As coronavirus spread in the United States and other countries, public health officials, policymakers and emergency workers alike were looking for reliable information to inform their responses to the greatest public health crisis in decades.
These responders needed accurate and reliable information about a deadly disease that is new to humankind — and they needed it in real time.
Enter the Public Health Modeling Unit at the Yale School of Public Health. Within a few weeks, PHMU created, tested and made available an array of computer-based tools to meet these needs.
A team of some 50 mathematical modelers — faculty augmented by research associates, postdocs and a host of Ph.D. students with diverse academic backgrounds — harnessed the power of big data to create a series of complex models that have provided vital insights into the spread of the disease, transmission dynamics and the disease’s effects on the most vulnerable. Their findings have been turned into tools, many of which are publicly available, that are being used by mayors, state officials and public health workers in Connecticut and beyond as they grapple with the deadly health crisis that has brought the United States and other nations to a standstill.
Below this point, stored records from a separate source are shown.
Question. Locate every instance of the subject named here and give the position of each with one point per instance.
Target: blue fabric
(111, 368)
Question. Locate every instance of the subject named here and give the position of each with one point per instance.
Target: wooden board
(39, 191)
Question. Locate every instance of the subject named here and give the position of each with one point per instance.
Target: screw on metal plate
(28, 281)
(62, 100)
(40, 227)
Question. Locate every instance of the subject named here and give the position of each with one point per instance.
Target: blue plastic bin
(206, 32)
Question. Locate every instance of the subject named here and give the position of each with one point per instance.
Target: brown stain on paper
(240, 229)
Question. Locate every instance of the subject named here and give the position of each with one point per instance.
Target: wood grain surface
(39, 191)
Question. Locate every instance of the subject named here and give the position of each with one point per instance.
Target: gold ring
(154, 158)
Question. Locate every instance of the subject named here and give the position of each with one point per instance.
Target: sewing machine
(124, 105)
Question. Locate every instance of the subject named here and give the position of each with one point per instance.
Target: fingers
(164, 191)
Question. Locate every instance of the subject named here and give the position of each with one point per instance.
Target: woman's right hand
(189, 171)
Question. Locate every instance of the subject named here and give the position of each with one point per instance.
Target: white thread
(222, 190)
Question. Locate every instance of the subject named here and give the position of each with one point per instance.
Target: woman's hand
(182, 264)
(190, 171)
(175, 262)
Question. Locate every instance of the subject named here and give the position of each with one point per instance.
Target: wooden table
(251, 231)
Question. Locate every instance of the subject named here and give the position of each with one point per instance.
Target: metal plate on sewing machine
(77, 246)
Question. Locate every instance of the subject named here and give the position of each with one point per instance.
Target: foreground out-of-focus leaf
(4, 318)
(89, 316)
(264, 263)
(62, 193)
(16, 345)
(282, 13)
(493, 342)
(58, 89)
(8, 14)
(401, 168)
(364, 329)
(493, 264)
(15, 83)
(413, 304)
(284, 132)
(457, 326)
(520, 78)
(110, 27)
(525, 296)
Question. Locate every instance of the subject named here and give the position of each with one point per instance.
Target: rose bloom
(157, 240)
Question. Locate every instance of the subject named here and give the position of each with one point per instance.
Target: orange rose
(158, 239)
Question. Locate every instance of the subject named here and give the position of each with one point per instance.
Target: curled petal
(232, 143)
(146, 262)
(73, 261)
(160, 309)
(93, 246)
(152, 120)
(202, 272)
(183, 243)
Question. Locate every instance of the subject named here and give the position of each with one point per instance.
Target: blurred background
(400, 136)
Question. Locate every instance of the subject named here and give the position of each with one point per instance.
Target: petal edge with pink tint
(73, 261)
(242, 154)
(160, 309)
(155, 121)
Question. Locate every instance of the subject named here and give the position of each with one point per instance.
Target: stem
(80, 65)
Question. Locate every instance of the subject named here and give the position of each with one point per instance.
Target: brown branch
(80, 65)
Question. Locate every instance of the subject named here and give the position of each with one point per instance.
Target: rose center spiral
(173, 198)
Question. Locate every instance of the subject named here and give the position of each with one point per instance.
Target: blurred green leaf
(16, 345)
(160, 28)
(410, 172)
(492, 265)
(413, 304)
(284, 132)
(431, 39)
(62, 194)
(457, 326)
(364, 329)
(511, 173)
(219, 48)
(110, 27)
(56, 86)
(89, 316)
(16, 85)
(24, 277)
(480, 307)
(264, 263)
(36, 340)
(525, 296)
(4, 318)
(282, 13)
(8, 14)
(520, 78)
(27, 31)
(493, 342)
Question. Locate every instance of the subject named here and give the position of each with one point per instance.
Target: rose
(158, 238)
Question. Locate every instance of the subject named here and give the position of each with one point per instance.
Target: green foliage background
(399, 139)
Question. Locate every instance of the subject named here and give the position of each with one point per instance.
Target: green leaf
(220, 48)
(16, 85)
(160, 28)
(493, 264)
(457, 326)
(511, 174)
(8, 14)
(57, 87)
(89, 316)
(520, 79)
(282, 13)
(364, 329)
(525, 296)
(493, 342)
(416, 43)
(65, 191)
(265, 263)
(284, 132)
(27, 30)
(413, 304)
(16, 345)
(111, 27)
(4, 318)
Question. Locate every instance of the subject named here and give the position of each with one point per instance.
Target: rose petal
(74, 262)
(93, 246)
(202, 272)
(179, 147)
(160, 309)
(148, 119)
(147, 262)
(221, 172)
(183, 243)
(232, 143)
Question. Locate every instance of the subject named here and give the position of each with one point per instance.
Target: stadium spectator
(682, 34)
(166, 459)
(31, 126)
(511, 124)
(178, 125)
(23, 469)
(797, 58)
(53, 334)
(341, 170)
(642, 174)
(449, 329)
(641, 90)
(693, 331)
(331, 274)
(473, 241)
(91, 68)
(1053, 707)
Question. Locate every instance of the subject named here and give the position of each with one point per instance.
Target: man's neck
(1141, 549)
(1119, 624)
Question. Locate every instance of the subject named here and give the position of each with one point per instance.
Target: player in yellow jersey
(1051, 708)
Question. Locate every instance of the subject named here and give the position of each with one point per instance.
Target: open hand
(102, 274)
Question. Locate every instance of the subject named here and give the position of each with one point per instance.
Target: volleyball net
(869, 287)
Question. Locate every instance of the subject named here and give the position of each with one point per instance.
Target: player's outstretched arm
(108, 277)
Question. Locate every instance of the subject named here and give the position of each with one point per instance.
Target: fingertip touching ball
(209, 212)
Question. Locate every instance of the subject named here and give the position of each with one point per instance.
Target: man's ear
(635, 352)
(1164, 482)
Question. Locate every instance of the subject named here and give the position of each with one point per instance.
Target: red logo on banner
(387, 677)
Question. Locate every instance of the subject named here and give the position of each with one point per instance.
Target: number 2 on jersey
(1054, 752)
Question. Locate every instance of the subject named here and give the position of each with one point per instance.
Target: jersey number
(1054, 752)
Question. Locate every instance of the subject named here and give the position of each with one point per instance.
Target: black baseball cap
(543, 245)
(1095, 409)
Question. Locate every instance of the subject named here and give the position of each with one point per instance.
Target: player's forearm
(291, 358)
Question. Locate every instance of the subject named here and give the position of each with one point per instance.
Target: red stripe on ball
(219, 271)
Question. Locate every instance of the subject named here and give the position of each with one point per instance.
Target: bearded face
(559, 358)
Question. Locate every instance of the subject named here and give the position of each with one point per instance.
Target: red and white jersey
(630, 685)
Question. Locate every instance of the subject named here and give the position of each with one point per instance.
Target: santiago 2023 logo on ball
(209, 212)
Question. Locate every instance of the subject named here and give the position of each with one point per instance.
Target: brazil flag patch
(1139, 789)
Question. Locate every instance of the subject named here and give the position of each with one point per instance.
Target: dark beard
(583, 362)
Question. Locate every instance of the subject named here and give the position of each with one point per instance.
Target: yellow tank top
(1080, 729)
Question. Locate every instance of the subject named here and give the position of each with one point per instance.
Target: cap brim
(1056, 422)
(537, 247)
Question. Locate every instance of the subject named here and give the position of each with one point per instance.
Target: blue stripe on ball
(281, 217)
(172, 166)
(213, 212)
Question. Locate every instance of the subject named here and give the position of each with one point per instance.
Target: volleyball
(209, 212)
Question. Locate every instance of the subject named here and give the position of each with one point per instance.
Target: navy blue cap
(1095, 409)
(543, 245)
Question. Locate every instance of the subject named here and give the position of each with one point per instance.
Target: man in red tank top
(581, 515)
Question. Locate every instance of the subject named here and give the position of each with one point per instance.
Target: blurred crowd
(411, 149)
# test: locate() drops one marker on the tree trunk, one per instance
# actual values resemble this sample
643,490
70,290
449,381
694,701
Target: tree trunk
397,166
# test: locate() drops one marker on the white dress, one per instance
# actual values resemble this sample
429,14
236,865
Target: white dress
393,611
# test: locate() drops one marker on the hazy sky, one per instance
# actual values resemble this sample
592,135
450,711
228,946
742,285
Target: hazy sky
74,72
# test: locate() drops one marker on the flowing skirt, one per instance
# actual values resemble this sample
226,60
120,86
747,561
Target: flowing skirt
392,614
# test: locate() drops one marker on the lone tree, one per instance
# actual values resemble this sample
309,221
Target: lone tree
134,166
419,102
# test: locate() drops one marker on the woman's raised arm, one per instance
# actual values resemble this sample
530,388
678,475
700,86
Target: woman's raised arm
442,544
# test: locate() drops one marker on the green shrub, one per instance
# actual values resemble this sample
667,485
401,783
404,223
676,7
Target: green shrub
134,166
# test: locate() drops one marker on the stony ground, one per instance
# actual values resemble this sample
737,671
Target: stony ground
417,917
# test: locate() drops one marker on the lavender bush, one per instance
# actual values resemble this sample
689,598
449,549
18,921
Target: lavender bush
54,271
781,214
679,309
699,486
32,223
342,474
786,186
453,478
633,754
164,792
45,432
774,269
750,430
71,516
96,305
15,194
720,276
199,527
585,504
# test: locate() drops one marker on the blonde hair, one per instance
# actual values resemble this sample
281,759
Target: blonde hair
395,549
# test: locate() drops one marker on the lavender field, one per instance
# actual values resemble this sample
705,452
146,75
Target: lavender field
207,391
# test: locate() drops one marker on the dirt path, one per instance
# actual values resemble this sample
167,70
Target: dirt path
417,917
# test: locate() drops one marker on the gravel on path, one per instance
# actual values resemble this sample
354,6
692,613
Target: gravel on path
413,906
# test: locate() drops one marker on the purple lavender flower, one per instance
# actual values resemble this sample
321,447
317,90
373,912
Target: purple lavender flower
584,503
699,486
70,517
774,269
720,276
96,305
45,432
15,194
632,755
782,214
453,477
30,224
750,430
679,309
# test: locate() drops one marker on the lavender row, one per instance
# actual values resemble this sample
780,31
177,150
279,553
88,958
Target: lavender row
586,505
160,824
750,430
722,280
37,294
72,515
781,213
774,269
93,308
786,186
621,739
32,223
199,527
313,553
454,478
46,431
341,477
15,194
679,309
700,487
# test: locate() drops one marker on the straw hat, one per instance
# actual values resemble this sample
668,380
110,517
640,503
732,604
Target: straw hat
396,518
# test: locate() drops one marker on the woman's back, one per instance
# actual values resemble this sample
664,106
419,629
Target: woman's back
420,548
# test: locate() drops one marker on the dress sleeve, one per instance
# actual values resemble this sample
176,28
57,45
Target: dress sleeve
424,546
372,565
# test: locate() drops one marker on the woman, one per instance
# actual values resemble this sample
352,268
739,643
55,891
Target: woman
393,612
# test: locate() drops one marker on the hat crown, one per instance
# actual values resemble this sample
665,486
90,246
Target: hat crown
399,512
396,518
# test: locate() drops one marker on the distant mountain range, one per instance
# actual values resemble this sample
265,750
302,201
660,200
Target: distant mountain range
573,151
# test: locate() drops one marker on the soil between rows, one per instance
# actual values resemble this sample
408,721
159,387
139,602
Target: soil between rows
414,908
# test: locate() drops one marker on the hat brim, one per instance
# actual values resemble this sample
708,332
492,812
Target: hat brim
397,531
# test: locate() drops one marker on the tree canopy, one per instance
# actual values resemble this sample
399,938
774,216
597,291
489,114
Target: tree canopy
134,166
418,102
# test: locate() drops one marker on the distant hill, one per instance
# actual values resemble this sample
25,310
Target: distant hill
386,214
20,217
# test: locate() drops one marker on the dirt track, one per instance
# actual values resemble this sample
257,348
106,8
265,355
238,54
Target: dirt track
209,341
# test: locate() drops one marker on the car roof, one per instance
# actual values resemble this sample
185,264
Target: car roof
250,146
All dropped what they were doing and diverted their talents and efforts to addressing the calamity that is coronavirus. It was that “all hands-on deck” approach that produced tangible and critically needed scientific information within a very short time.
“Think about it this way: Our faculty, students and postdocs in the Public Health Modeling Unit have built an amazing hot rod that can help decision-makers get to some very important places and get there very quickly. And, most importantly, they deliberately left the keys in the ignition so anyone who wants to can take it for a spin,” said A. David Paltiel, professor at the Yale School of Public Health and PHMU’s director.
And there is more to come, he said.
Other scientists are finishing projects that examine the virus’s basic reproductive rate and the consequences of a delayed stay-at-home order in Florida as well as studying human mobility through mobile phone data to accurately measure potential person-to-person contacts.
Successfully fighting a pandemic requires being able to understand what is happening on the ground.
While many health departments collect real-time data on things like the number of people visiting the emergency room for fever or cough, Associate Professor Daniel Weinberger and colleagues are taking this information to the next level.
This data is being converted into visualization tools that are being used by state and city health departments to monitor increases and decreases in disease related to COVID-19. They generate easy-to-understand, interactive visualizations in just a few lines of computer code. Several health departments (including those in New York City and Connecticut) are already using the modeling unit’s tool to better track developments within their jurisdictions. The PHMU is also working with the social justice organization Partners in Health to deploy the free tools in low- and middle-income countries.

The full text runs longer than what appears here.